Subprime borrowers in arrears on payments would benefit most from a workout agreement, or permanent modification to the terms of an existing loan terms, since they’re less likely to be able to refinance due to tightening credit standards and credit problems resulting from their defaults. Restructuring an existing loan also would benefit such borrowers because they would not have pay the closing costs that would result from refinancing into a new loan, said Robert Pulster, executive director of Ensuring Stability through Action in our Community (ESAC), in Jamaica Plain.
Ready to ‘Fight’
ESAC, though, is finding it increasingly difficult to do either, Pulster said, because loan servicers are difficult to work with.
Edwards said her loan was sold to another company earlier this year after her original lender, New Century, went bankrupt. She has since been in touch with that company, EMC Mortgage Corp., a Bear Stearns investment bank affiliate.
“I spoke to a person, and they were talking about forbearance. They wanted a large sum of money which I did try to accumulate, but it didn’t happen,” she said.
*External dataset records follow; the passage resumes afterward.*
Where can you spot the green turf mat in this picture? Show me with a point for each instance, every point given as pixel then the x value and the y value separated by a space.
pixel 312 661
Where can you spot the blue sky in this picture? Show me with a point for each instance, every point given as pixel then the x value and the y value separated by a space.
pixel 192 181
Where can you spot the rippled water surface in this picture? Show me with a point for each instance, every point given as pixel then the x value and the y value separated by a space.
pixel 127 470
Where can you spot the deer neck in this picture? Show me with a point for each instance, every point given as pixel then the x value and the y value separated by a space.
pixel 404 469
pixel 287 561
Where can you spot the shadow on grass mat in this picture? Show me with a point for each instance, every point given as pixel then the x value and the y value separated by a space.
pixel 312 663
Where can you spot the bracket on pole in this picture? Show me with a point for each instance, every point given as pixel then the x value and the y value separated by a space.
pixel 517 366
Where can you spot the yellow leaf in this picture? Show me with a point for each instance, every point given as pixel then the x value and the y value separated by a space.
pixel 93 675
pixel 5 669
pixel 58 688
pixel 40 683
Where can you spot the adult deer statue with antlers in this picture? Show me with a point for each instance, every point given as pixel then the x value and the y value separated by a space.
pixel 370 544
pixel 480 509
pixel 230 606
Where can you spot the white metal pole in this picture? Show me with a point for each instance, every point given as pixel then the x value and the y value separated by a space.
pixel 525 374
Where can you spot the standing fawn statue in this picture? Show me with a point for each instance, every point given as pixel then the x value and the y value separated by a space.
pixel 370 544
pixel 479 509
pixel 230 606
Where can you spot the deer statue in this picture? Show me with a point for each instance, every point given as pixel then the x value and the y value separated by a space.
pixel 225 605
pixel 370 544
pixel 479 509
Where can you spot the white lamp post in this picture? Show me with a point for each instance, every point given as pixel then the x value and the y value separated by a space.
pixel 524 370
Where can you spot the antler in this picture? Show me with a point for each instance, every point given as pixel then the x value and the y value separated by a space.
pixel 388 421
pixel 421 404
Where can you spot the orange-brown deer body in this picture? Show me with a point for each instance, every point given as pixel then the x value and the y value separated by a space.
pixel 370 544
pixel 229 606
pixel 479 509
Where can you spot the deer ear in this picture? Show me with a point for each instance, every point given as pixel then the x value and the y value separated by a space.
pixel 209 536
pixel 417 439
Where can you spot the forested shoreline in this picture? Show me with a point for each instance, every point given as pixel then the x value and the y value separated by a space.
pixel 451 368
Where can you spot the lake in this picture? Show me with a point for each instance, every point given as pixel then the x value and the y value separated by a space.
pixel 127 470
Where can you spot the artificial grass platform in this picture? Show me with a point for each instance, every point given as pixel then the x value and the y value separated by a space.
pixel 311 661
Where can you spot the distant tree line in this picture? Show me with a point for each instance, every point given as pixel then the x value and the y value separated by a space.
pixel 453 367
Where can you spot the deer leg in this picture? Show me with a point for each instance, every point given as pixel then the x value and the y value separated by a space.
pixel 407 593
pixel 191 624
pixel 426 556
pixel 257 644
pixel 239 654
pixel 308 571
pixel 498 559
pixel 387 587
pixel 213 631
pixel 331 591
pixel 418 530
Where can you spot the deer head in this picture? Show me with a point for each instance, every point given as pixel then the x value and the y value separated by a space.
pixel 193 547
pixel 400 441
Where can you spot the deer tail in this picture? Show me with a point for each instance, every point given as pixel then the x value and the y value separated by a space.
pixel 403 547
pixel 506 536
When she tried to work out something else, she said, “I got a runaround.”
One month, she called 10 times, she said, and waited on hold for more than a half-hour each time.
Even when a loan is not assigned to a third-party servicer, the going is not always smooth for borrowers seeking to resolve payment difficulties.
The Tinlins, whose primary loan was serviced by the lender, Florida-based Everhome Mortgage, say even after negotiating a partial workout agreement they had checks returned because the lender said they weren’t for the full amount owed. ESAC, on the Tinlins’ behalf, disputed interest payments and money held in escrow for property taxes, that it said was excessive. The couple’s lawyer, Ann Brennan, on one occasion waited a month for the company’s response to an e-mail, Danielle said.
Leonard said Dorchester-based ACORN’s experience has been different. It’s become “a lot easier” for ACORN to work out modifications with lenders because the group has made advance arrangements with major national mortgage firms including Everhome, New Century, Ameriquest and Countrywide.
“Sometimes, you really have to fight for [a workout],” Leonard said, but added that in 2006, ACORN helped prevent “thousands” of foreclosures nationally by negotiating restructuring of loan terms.
Subprime loans generally can be “worked out” through some type of forbearance agreement in which a lender allows a borrower to catch up on payments during a certain time period; waives certain fees; or permanently modifies loan terms such as limiting how much an adjustable interest rate goes up, according to NCLC.
The Credit Suisse researchers wrote that they expected permanent modifications to “proliferate” in the next two years, as interest rates on loans originated in the last couple of years begin to adjust. They predicted such modifications could “alleviate the widely anticipated wave of foreclosures.”
“Sometimes you have to go over peoples’ heads,” Leonard added, to get a workout that works. ESAC, for example, called government loan investor Fannie Mae after they ran into a brick wall with Everhome.
The Tinlins, who had $60,000 in equity in their Norwood home, were unable to restructure their loan but managed to refinance with Brookline Bank earlier this month.
Edwards filed for bankruptcy earlier this year. For now, she remains in her home, and is working with ACORN to try to modify her loan. She also has called the Division of Banks, which is working to arrange a temporary stay on the foreclosure process.